The focus, however, still remains on the women and their stories, and the show still offers substantial and complex roles for actresses. The men here are more peripheral characters that illuminate or comment on the women’s world: a male lodger to demonstrate Veronica’s strength; another with showbiz connections to provide a plot turn; a piano tuner for exposition, and Gloria and Ruby’s accommodating husbands to reflect their marriage dynamic. (Two briefly seen children, however, are superfluous characters that only further extend the substantial running time.)

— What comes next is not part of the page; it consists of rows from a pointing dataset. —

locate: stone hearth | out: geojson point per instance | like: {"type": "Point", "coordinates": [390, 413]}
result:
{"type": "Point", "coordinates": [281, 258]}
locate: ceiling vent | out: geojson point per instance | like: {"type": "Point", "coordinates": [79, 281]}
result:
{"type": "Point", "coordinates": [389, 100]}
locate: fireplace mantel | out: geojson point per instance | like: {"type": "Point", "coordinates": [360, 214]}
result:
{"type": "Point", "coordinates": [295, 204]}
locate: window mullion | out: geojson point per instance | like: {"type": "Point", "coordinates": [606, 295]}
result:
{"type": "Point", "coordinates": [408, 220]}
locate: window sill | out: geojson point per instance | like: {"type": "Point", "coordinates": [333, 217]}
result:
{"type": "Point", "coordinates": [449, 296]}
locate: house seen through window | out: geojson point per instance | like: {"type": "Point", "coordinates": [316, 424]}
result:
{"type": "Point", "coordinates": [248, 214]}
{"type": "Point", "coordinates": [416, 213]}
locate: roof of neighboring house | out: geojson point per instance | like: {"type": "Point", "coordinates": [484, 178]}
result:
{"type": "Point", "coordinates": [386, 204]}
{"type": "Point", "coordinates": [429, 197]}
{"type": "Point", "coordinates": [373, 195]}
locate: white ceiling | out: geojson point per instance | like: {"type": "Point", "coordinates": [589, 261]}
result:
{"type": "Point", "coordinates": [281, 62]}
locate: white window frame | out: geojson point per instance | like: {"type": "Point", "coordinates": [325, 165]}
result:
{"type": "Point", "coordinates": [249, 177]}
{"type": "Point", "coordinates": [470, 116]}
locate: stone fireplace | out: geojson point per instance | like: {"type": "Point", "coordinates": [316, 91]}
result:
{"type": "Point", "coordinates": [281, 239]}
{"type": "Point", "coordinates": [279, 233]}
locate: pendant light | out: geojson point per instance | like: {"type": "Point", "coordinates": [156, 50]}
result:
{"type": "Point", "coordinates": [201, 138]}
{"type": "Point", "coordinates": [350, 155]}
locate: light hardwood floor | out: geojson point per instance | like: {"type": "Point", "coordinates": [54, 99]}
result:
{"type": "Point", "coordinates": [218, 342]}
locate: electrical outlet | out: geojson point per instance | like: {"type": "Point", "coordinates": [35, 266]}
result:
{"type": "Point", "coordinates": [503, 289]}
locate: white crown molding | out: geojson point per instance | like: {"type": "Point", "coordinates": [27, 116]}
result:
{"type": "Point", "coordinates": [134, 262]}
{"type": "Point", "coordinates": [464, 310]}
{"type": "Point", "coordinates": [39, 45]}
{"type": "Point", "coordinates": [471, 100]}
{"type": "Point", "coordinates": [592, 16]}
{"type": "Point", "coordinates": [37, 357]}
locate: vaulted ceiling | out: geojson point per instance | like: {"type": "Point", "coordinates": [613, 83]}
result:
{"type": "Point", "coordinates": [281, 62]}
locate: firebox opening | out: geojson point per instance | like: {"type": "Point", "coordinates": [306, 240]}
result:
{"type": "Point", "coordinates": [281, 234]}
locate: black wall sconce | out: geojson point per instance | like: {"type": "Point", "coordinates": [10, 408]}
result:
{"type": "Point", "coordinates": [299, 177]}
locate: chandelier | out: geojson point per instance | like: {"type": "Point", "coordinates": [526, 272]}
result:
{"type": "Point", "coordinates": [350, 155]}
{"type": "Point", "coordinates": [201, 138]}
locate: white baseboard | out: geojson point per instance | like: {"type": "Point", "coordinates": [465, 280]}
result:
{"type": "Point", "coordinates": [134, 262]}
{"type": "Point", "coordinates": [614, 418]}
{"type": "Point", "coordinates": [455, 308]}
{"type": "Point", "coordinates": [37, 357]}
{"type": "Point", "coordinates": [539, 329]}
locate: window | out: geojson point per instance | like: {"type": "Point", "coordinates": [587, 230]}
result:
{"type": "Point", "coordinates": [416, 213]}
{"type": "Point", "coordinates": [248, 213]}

As in “The Ferryman,” Mendes once again guides a finely-tuned ensemble cast. Wilson’s Jill shows more beneath the surface than her dutiful persona suggests; Lovibond gives a sad subtext to radiant Ruby, the peacekeeping sister who is prone to panic attacks; and in Best’s sharp-tongued Gloria, there’s no disguising that daughter’s long simmering resentments and deep wounds.
Also cooly nuanced is David Wilson Barnes as the show biz agent. The younger versions of the women (Nancy Allsop, Nicola Turner, Sophia Ally) all sparkle with exuberance and talent, while Lara McDonnell, as the younger incarnation of Joan, is especially riveting, deftly signaling this sly, rebellious and self-possessed daughter’s exceptionalism, and making it clear she is not only Veronica’s favorite but her mirror.
But it is Donnelly — who scored a Tony nomination for “The Ferryman” — and her dual roles here that ground the play and give it its resonance. Her adult Joan is the perfect picture of one of the lost dreamers of Laurel Canyon — one possessing deliciously languid humor. As Veronica, Donnelly is richly layered: loving, chilling, and heartbreaking as she ultimately reveals a mother’s disturbing desperation, leading to a tragic end when dreams and realities collide into a song in which no one wants live.